We admit that when we first saw your work, our first thought was that this is rather a unique concept. Would you like to explain how you came up with this idea?
I had competed 2 daily self-portraits before, and I thought it would be interesting to have a series of daily projects (for 365 days) that had a coherent theme. Also, straying away from my daily emotions and my daily activity, I wanted to test my creativity and create a new “genre”. Since I have started to fall in love with using paper and making paper costumes, it was only natural that I should create a paper item for a topic each day. Whereas the self-help guide was unintentional, I started the paper costume project on the 3rd day, and I thought a humorous self-help guide would communicate very well with the readers.

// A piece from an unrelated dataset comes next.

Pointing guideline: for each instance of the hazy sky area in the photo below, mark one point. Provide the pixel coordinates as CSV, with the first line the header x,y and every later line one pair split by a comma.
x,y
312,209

What is the inspiration for your themes?
I am inspired by our daily, “mundane” thoughts and behaviours, and “literal interpretations” of idioms. I love idioms, and I love the idioms about animals the best. They just give me fantastic reasons to design and make little animal costumes. Also, I find our emotional journeys from love to hate, from loneliness to our sense of belonging very inspirational. We all go through them, and we are all linked by them, as people.

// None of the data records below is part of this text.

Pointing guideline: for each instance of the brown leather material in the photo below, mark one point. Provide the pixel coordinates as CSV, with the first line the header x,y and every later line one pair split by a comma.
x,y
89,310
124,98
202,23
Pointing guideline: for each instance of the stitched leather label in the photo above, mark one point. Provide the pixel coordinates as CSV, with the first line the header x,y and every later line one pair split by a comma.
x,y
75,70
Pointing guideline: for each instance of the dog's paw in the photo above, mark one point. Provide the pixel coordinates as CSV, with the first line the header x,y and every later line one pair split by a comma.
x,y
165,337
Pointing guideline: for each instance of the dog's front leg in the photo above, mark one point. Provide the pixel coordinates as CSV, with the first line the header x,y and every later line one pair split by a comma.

We noticed in your work that you tackle issues from our everyday lives but always depict them in a humoristic manner. Was there some sort of identification that you are aiming for? For instance, a chance of seeing the amusing side of our everyday matters?
My humoristic manner of handling subjects, especially for our delicate emotions and problems, is actually a pessimistic reaction to life. If we cannot really solve these problems, we may as well enjoy ourselves, and my approach is to see our subjects’ contradictions and absurdity. On the other hand, sarcasm is also a good defence against the grown-up world.

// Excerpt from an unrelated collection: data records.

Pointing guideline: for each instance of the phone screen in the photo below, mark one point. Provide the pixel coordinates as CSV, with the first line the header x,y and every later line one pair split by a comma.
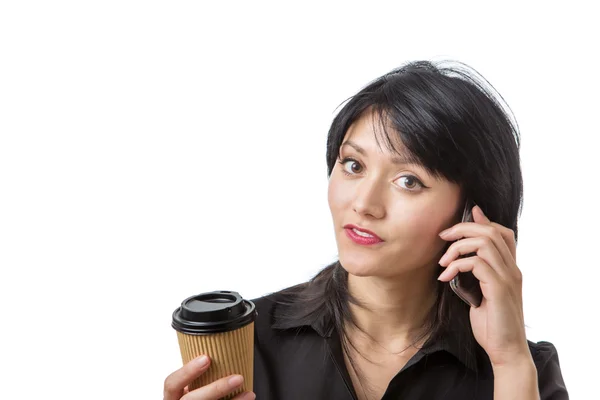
x,y
464,284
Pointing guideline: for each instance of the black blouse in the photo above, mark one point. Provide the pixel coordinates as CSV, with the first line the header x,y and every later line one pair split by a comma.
x,y
304,361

What makes Linus feel good?
Linus feels good when he has having his feet up, after a good supper, watching a lovely television programme and having a nap - in other words, being well-fed and content. I also enjoy watching my bunny very much.
Is there any other project that you are currently working on?
I have just finished making a big paper set for a commercial print ad. My goal is to finish this year’s daily self portrait, and start with new material in the coming year. I have my heart set on leather and metal. I have always wanted to work with sheet metal, and I would like to experiment the techniques and shapes I use on paper.